No, it is not. In fact for those who learn to use AI in their work there will be even more opportunities for growth. This will be especially true for those of you who are new to this field because you will not have to adapt to new tools. You will be using AI from the very beginning, and the lessons learned and experience of veterans will be already baked into it.

Of course, there will be a great deal of hype about AI followed by both disappointments and discoveries for even more applications. How many innovations like VHS, dial-up internet, fax machines, and floppy disks have come and gone? Yet, there are others as old as the sextant for navigation and the printing press that changed the world permanently. There will be markets for AI products that were never anticipated, in the same way that bubble wrap was originally designed as textured wall paper, Play-Doh as wallpaper cleaner and Botox as treatment for muscle spasms. We don’t know for sure whether AI is the sextant or bubble wrap – or something actually sinister.

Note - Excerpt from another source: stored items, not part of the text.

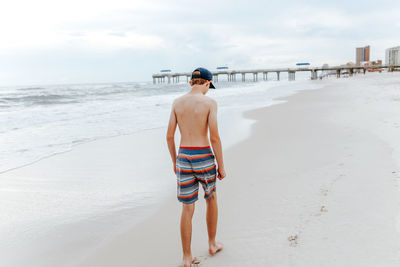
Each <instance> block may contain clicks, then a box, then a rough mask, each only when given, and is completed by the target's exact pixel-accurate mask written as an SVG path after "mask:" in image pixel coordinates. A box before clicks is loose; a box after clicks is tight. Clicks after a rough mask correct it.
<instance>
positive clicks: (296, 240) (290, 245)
mask: <svg viewBox="0 0 400 267" xmlns="http://www.w3.org/2000/svg"><path fill="white" fill-rule="evenodd" d="M297 237H298V236H297V235H291V236H289V237H288V240H289V245H290V246H292V247H295V246H297Z"/></svg>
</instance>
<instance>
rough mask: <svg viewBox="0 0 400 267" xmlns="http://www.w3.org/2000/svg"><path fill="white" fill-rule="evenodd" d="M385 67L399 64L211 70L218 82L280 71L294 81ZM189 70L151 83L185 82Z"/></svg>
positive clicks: (277, 73) (313, 79) (175, 73)
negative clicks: (321, 74)
mask: <svg viewBox="0 0 400 267" xmlns="http://www.w3.org/2000/svg"><path fill="white" fill-rule="evenodd" d="M383 69H387V71H389V72H393V71H396V70H397V71H398V70H399V69H400V65H372V66H333V67H307V68H304V67H299V68H275V69H254V70H217V71H212V72H211V73H212V75H213V81H214V82H218V78H219V77H220V76H226V77H227V81H228V82H236V78H237V76H240V75H241V78H242V79H241V80H242V82H245V81H246V74H247V75H248V76H253V79H252V80H253V81H254V82H256V81H258V76H259V74H262V79H263V80H264V81H267V80H268V74H271V73H273V74H275V77H276V80H278V81H279V80H280V74H281V73H282V72H287V73H288V80H289V81H294V80H295V79H296V73H297V72H304V71H308V72H310V77H311V79H312V80H316V79H318V72H323V71H325V72H329V73H330V74H332V73H335V75H336V77H337V78H340V77H341V75H343V72H344V71H347V72H348V75H349V76H353V75H354V74H355V73H363V74H365V73H366V72H367V71H368V70H376V71H379V70H383ZM191 76H192V73H191V72H176V73H171V72H168V73H159V74H153V83H154V84H155V83H171V82H172V83H179V82H180V79H181V78H183V79H185V78H186V82H189V80H190V79H191Z"/></svg>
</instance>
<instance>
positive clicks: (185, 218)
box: [167, 68, 226, 267]
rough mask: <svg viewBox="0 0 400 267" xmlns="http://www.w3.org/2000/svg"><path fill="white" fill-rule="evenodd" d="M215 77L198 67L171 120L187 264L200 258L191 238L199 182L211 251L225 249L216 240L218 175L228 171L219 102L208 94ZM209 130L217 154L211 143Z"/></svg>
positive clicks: (209, 244) (176, 170)
mask: <svg viewBox="0 0 400 267" xmlns="http://www.w3.org/2000/svg"><path fill="white" fill-rule="evenodd" d="M211 80H212V74H211V72H210V71H208V70H207V69H204V68H197V69H195V70H194V71H193V73H192V79H191V81H190V82H189V83H190V85H191V86H192V90H191V91H190V92H188V93H187V94H185V95H183V96H181V97H178V98H177V99H175V101H174V103H173V104H172V110H171V116H170V120H169V124H168V131H167V143H168V149H169V152H170V154H171V158H172V166H173V170H174V172H175V174H176V176H177V183H178V185H177V188H178V190H177V191H178V200H179V201H180V202H182V215H181V238H182V249H183V266H184V267H189V266H191V265H192V263H197V262H198V260H197V259H196V257H193V256H192V252H191V238H192V217H193V213H194V206H195V202H196V200H197V199H198V191H199V184H201V186H202V187H203V189H204V198H205V199H206V203H207V216H206V220H207V231H208V246H209V253H210V254H212V255H213V254H215V253H217V252H218V251H220V250H221V249H222V243H221V242H217V241H216V240H215V235H216V232H217V219H218V206H217V195H216V192H215V190H216V188H215V186H216V178H217V177H218V179H220V180H222V179H223V178H224V177H225V176H226V174H225V169H224V162H223V157H222V146H221V140H220V137H219V134H218V125H217V103H216V102H215V100H213V99H211V98H209V97H207V96H205V94H206V93H207V92H208V89H209V88H215V87H214V85H213V84H212V83H211ZM176 125H179V131H180V133H181V141H180V147H179V151H178V155H176V150H175V139H174V136H175V130H176ZM208 131H209V132H210V141H211V145H212V149H213V151H214V154H215V155H214V154H213V151H212V150H211V147H210V143H209V140H208ZM215 159H216V161H217V166H216V164H215Z"/></svg>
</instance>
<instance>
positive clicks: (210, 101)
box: [203, 95, 217, 105]
mask: <svg viewBox="0 0 400 267" xmlns="http://www.w3.org/2000/svg"><path fill="white" fill-rule="evenodd" d="M203 97H204V98H205V101H207V102H208V103H210V104H211V105H216V104H217V101H215V99H212V98H211V97H209V96H206V95H204V96H203Z"/></svg>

What is most important, I believe, is what Clayton Christensen coined as “job theory” – the discipline of determining the real job you have been hired to do that cannot otherwise be done better, cheaper and faster by either machine learning or Artificial Intelligence. Job theory says we all “hire” products or services to help us accomplish a specific task. It may be functional, emotional or social but it is something we want to achieve. In this new era of innovation it is a priority for you to define as clearly as possible what your principal wants to achieve and how you can do that by using all these tools. What is the real job you have been hired to do? What tools will you use to do that – as only a human can?

AI can scour and scrape the web for information but (for now) the information is not absolutely reliable or current. What is unique to your role is trust and creative discernment, as well as the ability to build relationships with credible professional resources. That is also the great opportunity for PCP. Fast learning, experience, a network of trusted resources and perspective based on years of practice will be an invaluable contribution that PCP can make to this growing field.

Foundations don’t do immediate. Principals don’t do immediate. You have time. For the moment this may be “a cloud smaller than a man’s hand rising from the sea” but sooner than we expect the sources, preparation, work, and continuing professional development of foundation staff will change. This is a great opportunity not only for individual staff but for the growth and relevance of PCP. Together they will create value for principals that will take the field to a new level of competence, value and creativity.